L’Iran rimane il principale sostenitore, fornendo armi, finanziamenti e addestramento. Secondo fonti israeliane, i finanziamenti erano aumentati a 350 milioni di dollari annui nel 2023, sebbene Hamas riconosca che l’Iran sta “pagando il prezzo” per questo sostegno.
Il Qatar continua a ospitare l’ufficio politico di Hamas e a facilitare negoziati, annunciando un accordo di cessate il fuoco nel gennaio 2025. Tuttavia, affronta crescenti pressioni israeliane per “smettere di giocare su entrambi i fronti”.
La coesistenza di definizioni opposte complica qualsiasi architettura di sicurezza post-Gaza. Il consenso occidentale vede Hamas come attore terroristico da isolare, posizione progressivamente adottata da stati sunniti come l’Arabia Saudita.

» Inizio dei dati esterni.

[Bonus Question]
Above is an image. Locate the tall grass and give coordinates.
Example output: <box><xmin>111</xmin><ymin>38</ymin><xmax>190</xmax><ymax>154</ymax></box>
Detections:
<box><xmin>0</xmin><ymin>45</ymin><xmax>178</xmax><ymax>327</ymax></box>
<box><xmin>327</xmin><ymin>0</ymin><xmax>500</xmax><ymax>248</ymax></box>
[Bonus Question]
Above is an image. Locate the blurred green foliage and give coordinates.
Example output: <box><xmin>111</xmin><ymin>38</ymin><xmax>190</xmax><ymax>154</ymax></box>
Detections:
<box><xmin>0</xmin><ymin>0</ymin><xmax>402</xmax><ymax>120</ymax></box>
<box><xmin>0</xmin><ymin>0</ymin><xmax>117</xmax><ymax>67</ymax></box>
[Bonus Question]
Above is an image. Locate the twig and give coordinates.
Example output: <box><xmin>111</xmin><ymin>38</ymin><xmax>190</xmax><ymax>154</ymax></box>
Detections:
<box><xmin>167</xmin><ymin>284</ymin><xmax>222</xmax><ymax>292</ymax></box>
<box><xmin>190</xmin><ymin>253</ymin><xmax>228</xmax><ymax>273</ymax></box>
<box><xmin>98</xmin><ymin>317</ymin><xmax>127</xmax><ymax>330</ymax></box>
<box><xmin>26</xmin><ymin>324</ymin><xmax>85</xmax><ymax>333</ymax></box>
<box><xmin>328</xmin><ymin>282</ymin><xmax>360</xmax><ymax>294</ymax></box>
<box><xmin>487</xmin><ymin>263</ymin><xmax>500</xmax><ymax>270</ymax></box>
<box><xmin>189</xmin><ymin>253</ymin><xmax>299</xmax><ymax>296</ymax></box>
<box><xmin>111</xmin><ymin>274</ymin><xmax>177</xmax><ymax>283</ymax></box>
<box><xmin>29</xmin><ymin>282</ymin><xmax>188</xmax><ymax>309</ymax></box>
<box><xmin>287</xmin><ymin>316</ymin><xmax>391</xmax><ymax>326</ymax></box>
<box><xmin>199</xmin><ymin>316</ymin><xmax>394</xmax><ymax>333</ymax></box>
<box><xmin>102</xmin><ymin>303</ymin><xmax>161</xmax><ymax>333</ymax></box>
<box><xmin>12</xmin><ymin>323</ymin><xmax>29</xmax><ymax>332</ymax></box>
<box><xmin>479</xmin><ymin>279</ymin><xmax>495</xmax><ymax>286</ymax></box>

Dall’altra parte, Turchia, Iran e Russia mantengono rapporti aperti per interessi strategici differenti.
I tentativi franco-sauditi di disarmare Hamas mantenendolo come attore politico rappresentano l’approccio più pragmatico, ma la frammentazione della legittimità internazionale continua a ostacolare sia la ricostruzione di Gaza sia la creazione di un quadro di sicurezza condiviso nella regione.
Quali sono i benefici per il popolo Palestinese?
Il riconoscimento dello Stato di Palestina, pur rappresentando un passaggio di grande importanza simbolica, nella realtà quotidiana dei palestinesi ha un impatto molto limitato sulle condizioni di vita effettive. Questo gesto internazionale, infatti, non si traduce automaticamente in cambiamenti concreti sulla libertà di movimento, sulle condizioni economiche, sull’accesso alle risorse o sulla sicurezza delle persone.
Nonostante il riconoscimento da parte di numerosi Stati e l’ammissione della Palestina come “Stato osservatore non membro” all’ONU, permangono tutte le sfide principali: l’occupazione militare israeliana continua sia in Cisgiordania che a Gerusalemme Est, Gaza rimane sotto blocco, i confini non sono definiti e le divisioni politiche interne fra Hamas e Fatah ostacolano la governance efficace. Le restrizioni ai movimenti e agli scambi, la precarietà economica e la carenza di infrastrutture essenziali non hanno subito miglioramenti diretti in seguito a questi riconoscimenti internazionali.
Il riconoscimento dà forza alla causa diplomatica palestinese, ma non comporta un controllo reale del territorio, della sicurezza o delle risorse. L’autorità palestinese non ha potere su molti aspetti essenziali del governo di uno Stato: la possibilità di siglare accordi commerciali autonomi, di amministrare le frontiere o di garantire la protezione dei propri cittadini resta estremamente limitata. Senza una soluzione politica condivisa con Israele e senza il supporto concreto della comunità internazionale nelle questioni chiave (come l’accesso alle risorse idriche, la libertà di movimento o la ricostruzione di Gaza), il riconoscimento da solo non basta a cambiare la realtà quotidiana delle persone.
Per questo motivo, pur rappresentando un passo avanti nella legittimazione politica e simbolica, nella pratica il popolo palestinese continua a vivere una situazione fatta di incertezza, restrizioni e mancanza di prospettive reali di sviluppo. Il riconoscimento internazionale, senza misure concrete che portino alla fine dell’occupazione e al raggiungimento di un vero Stato indipendente, rimane soprattutto un fatto simbolico.